Trainer Eoin Harty from Kildare is back for his third successive Kentucky Derby when American Lion goes to post this Saturday.

Sired by Tinzow, a double winner of the Breeders’ Cup Classic, American Lion won on his last trip out at the Illinois Derby (G3) on April 3 and was also first past the post at the Hollywood Prevue (G3) back in November.
 
“It has been less than ideal training conditions here due to the weather, but everything has gone well so far with American Lion. I have managed to dodge the bullets so far,” Harty told IrishCentral on Thursday evening.

The bullets are coming down from the sky in the form of raindrops, and it is shaping up to be a fine wet day for the Derby.

“It is the wettest the racetrack has been consistently since I have been coming back here, and supposedly it is going to be the wettest Derby in history.”

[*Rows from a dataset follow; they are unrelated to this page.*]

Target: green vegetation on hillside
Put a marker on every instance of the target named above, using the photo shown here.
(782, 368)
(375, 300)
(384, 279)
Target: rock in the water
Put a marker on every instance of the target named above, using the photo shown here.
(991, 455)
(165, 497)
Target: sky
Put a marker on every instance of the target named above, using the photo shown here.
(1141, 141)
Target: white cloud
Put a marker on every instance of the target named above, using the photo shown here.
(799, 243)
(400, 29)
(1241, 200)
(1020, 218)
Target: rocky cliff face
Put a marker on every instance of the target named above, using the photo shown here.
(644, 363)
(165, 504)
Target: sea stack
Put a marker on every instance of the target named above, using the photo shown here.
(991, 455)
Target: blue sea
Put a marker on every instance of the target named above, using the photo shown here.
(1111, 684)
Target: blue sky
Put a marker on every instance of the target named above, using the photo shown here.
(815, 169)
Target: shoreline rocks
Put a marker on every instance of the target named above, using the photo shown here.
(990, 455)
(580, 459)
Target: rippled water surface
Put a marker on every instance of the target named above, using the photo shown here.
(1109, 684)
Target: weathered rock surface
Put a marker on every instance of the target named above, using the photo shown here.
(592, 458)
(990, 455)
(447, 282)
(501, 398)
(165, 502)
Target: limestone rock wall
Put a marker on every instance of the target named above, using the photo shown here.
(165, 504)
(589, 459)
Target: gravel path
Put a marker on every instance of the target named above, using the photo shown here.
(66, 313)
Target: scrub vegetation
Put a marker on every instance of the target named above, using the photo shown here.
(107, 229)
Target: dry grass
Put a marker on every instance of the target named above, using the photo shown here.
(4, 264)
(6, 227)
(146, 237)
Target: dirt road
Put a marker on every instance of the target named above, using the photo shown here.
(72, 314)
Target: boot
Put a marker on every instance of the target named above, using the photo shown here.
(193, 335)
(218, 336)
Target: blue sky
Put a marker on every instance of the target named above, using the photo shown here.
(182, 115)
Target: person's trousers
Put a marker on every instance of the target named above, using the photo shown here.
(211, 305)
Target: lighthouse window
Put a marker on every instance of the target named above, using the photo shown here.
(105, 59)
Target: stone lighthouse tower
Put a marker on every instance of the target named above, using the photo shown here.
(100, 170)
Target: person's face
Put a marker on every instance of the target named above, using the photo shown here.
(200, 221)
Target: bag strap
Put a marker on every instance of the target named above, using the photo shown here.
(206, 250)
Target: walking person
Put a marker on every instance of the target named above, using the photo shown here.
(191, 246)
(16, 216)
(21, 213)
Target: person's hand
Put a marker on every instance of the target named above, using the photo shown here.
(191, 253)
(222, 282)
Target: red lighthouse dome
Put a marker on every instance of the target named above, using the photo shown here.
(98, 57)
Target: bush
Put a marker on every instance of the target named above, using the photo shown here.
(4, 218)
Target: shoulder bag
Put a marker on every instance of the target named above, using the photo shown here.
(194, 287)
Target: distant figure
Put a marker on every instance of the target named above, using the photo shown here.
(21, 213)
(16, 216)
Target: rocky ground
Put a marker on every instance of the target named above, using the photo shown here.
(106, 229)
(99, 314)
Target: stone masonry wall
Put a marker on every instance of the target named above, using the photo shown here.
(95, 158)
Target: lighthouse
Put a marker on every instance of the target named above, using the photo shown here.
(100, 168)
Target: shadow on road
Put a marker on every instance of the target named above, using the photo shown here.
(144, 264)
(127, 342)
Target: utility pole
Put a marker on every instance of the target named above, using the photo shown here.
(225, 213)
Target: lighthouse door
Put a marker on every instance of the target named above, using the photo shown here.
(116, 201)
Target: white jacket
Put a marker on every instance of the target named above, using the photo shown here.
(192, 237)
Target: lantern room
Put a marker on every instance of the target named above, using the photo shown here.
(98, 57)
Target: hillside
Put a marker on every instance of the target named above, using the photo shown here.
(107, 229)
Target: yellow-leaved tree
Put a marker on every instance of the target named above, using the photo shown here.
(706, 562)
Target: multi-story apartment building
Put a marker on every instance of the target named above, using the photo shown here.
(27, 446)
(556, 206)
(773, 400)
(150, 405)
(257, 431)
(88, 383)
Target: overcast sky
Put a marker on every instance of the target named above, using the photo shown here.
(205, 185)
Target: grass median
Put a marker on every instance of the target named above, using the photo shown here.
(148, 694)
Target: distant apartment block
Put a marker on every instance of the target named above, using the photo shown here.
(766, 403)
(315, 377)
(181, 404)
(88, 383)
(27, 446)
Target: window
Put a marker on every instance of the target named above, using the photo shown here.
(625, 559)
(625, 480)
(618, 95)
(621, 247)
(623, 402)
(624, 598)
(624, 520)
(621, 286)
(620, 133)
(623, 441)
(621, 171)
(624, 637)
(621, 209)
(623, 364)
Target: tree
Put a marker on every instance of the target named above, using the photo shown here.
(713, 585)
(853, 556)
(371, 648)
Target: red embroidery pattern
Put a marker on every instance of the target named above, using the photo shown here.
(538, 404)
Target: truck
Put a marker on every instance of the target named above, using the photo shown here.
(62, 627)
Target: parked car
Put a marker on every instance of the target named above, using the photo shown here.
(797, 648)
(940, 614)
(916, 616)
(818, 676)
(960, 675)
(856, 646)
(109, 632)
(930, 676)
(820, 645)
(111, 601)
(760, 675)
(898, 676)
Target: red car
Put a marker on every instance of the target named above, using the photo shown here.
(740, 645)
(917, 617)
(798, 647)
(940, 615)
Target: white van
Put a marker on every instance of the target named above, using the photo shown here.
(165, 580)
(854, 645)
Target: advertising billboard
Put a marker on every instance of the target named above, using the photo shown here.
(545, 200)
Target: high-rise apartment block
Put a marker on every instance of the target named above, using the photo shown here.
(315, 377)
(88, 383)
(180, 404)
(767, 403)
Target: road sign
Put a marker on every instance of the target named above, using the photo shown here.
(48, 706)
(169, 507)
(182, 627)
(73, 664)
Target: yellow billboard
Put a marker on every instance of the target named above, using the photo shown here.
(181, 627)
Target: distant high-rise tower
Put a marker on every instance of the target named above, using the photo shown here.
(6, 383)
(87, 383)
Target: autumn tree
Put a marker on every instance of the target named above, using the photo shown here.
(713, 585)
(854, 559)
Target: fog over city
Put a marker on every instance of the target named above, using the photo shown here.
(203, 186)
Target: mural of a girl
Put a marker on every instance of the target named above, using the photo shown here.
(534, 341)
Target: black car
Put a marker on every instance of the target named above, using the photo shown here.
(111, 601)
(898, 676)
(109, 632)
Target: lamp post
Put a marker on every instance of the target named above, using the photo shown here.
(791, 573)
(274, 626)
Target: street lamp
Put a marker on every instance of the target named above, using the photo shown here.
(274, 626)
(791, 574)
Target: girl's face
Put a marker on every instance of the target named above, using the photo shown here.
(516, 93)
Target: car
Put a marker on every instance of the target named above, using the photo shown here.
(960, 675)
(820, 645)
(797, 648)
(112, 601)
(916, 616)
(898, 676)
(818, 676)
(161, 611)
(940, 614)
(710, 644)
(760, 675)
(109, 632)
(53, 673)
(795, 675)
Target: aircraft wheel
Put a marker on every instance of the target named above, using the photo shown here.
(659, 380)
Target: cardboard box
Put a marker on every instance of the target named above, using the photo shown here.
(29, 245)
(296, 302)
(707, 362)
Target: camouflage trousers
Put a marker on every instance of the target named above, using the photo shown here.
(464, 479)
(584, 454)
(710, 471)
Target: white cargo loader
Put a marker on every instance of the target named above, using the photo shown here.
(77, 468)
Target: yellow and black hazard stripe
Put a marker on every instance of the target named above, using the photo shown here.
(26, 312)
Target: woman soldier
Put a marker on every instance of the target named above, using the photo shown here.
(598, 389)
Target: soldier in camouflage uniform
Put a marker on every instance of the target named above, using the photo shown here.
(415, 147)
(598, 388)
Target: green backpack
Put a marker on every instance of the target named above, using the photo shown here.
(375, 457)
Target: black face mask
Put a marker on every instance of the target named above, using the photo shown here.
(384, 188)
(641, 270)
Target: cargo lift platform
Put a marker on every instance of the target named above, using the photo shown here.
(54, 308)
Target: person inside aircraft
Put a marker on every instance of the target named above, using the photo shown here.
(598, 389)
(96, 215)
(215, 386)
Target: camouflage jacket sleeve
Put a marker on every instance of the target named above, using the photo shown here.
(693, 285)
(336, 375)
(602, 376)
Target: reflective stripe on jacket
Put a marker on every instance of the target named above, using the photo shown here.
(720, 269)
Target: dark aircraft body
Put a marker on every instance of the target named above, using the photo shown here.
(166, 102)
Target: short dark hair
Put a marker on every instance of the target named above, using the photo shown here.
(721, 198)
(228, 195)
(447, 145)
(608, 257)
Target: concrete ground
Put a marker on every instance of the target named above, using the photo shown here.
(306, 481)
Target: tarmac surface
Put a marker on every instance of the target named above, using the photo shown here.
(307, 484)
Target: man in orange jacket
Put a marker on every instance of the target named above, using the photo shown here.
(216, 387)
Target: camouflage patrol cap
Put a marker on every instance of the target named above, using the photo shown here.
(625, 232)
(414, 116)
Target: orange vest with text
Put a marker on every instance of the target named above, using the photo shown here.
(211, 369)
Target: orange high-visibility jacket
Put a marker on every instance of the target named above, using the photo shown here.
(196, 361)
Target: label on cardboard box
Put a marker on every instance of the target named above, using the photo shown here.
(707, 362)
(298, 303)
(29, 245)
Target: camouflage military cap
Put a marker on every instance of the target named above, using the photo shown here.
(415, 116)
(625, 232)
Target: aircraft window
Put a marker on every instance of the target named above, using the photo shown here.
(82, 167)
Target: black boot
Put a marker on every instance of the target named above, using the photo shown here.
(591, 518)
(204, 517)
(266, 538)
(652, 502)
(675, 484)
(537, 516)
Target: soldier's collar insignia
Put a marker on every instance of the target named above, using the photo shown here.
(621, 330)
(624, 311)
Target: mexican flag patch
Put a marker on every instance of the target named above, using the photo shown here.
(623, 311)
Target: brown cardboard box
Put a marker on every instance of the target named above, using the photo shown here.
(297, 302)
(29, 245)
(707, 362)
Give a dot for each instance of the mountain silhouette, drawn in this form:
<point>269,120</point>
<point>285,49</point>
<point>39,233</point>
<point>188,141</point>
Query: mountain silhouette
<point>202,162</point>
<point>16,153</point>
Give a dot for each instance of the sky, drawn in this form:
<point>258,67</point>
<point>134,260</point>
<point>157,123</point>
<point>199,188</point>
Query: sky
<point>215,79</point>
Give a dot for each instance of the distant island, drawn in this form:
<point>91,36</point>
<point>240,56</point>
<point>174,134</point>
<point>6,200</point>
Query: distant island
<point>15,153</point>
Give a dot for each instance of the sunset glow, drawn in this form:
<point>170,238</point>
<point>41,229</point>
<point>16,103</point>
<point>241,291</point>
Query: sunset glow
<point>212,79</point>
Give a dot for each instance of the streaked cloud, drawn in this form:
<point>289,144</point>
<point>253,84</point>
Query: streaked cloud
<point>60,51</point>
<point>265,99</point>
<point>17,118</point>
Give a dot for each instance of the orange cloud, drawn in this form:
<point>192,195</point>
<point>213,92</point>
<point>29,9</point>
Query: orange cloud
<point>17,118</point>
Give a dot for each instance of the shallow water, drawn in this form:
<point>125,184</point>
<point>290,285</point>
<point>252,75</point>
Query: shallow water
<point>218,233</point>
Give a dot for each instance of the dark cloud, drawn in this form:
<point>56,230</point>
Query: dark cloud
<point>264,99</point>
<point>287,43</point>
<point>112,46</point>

In the run outs this week the Winstar Farm-owned horse has being doing okay on the wet track, but Harty knows that practice and the real heat of competition are two totally different things.

“He has never run on a really wet-based track, he might love it or height hate it, but we are going to find out.

“He seems to train on it well, but training on it is only a partial simulation of what it is going to be like with 20 other horses vying to find the same spot.”

Racing is in the blood for Harty, who has a horse-training lineage that can be traced back to his great-great grandfather, Michael J. "Boss" Harty, who started training horses in 1880.

Harty's grandfather rode and trained Knight's Crest to win the 1944 Irish Grand National, and his father Eddie won the Grand National and competed at the 1960 Olympics in Rome.

American Lion was drawn the number 7 position, which suits Harty down to the ground.

“Number 7 is fine, I didn’t want to be too far in or too far out, so I think we have got a pretty good spot.”

American Lion's odds were out there earlier in the week but have come down over the past few days. Harty sees two main contenders that are a cut above the rest in the field.

“I think the biggest rivals we will look at are Looking at Lucky, Sidney's Candy. With the exception of the two horses I mentioned, the whole odd spread for everyone else is 14 or 15- 1 or higher.  It is a wide-open race, and with the exception of those two, everything else is a long shot.”

Harty left Ireland in the 80's and spent 14 years as assistant to John Russell and Bob Baffert, helping the latter lead Silver Charm to win the Kentucky Derby and Preakness Stakes double in 1997 and repeat the same feat in 1998 with Real Quiet.  He decided to go out his own in 2000. Last year he won the richest race in the world, when Well Armed won the 2009 Dubai World Cup.

Track conditions will have a huge impact come race time.

“Right now the ground is good, because we haven’t had rain in two days but there is no telling how bad it is going to be on race day."

So how what does he think of his horse’s chances?

“Well I wouldn’t put him in there if I didn’t think he had a chance to win it so I am hoping for the best."

However, Harty knows that no matter what, there are so many intangibles that no one can truly predict how the race will unfold.

“It is an absolute crapshoot, you prep your horse as best as you can and then leave it in the lap of the gods.”

David Flores will ride American Lion for the Derby, and the horse is currently a 30-1 shot.